According to Microsoft, about two percentage points of Azure’s growth came from generative AI products, including access to OpenAI’s GPT-4 language model, which Microsoft offers exclusively to customers in addition to OpenAI itself. In Europe, Microsoft Azure is the only way to use OpenAI models in a privacy-compliant way. In addition, Microsoft provides access to open-source models such as Meta’s Llama and models from Hugging Face.
Thanks to this “overall differentiation,” more than 18,000 companies are using Azure OpenAI services, including many new Azure customers, Microsoft CEO Satya Nadella said during the company’s quarterly earnings call.
Likewise, Microsoft is expanding its reach among digital-first companies, he said, as “leading AI startups use OpenAI to power their AI solutions” and moving to the Azure cloud as a result. Microsoft continues to see more cloud migrations, Nadella said.
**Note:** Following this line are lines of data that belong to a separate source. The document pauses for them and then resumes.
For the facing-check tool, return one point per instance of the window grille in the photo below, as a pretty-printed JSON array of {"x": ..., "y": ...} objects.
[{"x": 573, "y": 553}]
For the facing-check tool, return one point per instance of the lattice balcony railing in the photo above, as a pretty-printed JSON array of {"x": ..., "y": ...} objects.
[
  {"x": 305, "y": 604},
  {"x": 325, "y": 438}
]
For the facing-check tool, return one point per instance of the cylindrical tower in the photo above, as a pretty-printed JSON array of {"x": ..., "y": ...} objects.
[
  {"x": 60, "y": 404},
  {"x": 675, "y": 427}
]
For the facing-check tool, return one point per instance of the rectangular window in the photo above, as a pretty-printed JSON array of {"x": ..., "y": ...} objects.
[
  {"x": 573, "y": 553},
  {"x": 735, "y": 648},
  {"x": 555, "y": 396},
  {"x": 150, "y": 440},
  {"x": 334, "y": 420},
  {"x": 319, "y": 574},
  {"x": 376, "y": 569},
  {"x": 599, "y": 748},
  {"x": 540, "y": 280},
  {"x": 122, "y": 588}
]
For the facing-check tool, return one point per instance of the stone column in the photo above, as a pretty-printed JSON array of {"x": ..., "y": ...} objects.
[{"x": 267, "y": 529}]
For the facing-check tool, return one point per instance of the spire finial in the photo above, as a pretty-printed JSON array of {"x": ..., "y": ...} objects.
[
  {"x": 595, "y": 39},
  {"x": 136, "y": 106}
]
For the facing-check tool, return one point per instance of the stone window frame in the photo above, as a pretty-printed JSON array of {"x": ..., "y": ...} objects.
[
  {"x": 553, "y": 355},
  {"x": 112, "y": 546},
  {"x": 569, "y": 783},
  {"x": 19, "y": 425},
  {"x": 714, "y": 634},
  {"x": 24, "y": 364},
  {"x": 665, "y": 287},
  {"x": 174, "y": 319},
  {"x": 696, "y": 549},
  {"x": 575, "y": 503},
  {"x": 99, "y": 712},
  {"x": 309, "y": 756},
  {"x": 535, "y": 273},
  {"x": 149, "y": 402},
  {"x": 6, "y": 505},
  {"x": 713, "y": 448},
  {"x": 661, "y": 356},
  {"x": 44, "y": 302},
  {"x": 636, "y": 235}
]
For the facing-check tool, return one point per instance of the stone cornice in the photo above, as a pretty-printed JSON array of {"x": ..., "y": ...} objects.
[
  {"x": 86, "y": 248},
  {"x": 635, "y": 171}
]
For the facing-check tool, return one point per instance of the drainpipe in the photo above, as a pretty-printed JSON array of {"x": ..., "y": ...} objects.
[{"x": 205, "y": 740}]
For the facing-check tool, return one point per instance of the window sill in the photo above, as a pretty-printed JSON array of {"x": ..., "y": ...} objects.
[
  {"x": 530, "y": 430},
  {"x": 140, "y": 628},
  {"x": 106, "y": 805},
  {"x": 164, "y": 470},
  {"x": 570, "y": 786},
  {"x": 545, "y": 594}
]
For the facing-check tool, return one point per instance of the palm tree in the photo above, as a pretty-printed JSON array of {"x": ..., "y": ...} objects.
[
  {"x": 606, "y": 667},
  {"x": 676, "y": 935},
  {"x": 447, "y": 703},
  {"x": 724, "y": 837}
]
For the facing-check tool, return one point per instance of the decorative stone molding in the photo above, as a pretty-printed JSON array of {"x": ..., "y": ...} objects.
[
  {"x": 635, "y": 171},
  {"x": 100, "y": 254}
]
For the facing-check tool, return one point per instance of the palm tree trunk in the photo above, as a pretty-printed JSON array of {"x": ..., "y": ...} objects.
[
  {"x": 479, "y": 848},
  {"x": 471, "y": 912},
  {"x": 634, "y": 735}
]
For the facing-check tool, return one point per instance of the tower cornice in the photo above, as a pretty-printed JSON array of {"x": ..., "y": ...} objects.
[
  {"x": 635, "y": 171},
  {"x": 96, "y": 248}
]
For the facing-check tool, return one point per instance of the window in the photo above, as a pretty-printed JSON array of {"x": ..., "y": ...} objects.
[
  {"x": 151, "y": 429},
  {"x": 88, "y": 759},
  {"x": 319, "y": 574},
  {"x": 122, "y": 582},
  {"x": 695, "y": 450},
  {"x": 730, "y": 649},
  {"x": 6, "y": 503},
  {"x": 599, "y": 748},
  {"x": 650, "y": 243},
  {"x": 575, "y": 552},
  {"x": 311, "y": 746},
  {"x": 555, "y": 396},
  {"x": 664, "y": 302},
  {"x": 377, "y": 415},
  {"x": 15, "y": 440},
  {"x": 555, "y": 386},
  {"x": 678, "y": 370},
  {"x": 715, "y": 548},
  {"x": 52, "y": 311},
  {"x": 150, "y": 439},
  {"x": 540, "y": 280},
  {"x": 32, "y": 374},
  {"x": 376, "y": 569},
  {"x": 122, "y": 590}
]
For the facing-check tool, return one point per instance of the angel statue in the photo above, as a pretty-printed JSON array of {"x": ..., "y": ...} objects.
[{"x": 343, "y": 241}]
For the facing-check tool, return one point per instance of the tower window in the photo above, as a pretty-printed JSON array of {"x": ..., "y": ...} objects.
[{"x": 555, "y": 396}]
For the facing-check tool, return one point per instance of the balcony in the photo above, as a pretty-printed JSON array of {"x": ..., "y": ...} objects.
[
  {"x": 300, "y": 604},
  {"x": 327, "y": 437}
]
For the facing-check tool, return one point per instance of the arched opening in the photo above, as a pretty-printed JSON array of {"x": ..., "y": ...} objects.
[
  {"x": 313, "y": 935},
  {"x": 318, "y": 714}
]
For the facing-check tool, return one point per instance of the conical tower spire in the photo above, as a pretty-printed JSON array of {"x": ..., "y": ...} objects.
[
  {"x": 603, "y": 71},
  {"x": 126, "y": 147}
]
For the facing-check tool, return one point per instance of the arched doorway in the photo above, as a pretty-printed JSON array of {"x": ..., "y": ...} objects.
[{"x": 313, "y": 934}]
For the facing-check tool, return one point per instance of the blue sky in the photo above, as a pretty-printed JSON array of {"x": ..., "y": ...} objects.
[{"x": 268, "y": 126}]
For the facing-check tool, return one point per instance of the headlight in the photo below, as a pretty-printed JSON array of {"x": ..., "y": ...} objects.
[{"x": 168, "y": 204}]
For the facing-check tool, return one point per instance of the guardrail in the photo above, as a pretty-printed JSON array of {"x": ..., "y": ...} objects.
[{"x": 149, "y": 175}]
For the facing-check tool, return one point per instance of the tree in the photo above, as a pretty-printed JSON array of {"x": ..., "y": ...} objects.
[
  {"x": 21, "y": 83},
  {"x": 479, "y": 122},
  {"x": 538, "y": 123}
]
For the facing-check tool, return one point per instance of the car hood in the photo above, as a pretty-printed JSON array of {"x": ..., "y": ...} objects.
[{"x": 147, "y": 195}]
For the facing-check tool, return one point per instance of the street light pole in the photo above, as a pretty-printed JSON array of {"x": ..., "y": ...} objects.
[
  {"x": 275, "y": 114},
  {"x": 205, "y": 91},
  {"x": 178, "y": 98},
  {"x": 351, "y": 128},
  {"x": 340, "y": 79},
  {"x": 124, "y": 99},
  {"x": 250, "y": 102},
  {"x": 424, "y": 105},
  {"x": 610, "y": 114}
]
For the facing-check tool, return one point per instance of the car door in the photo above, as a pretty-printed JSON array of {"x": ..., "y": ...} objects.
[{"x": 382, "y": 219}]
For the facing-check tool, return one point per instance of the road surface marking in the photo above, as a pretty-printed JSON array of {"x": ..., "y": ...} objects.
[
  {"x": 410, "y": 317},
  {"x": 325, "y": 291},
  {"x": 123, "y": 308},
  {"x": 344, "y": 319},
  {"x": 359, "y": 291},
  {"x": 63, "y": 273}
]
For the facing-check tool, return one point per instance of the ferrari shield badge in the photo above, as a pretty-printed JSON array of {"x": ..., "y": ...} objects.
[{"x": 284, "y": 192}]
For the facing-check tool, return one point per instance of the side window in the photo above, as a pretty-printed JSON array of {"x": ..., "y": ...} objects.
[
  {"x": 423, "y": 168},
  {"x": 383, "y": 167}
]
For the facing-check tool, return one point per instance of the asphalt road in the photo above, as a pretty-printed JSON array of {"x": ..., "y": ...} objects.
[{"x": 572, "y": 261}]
Microsoft Cloud floats ahead of Google
Microsoft’s cloud performance is particularly noteworthy when compared to Alphabet: The Google parent grew its cloud by just 22.5 percent, down from 32 percent a year ago and 28 percent in the previous quarter. This is the slowest growth since the service launched.
Google is still the smallest cloud provider in the market and therefore has the most growth potential. Of course, the overall economy could have an impact on Google’s cloud growth.
But this factor carries little weight when Microsoft can grow with the same product in the same market with the same customers. The comparison with Amazon’s cloud division AWS will be interesting.
In any case, with its claim to be the world’s leading AI company, Google should be keen not to lose ground to Microsoft in the AI-driven cloud business, the next growth horizon for big tech. Google’s multimodal Gemini model announced for the end of the year, which will be available exclusively in the Google Cloud, could bring new momentum to the market.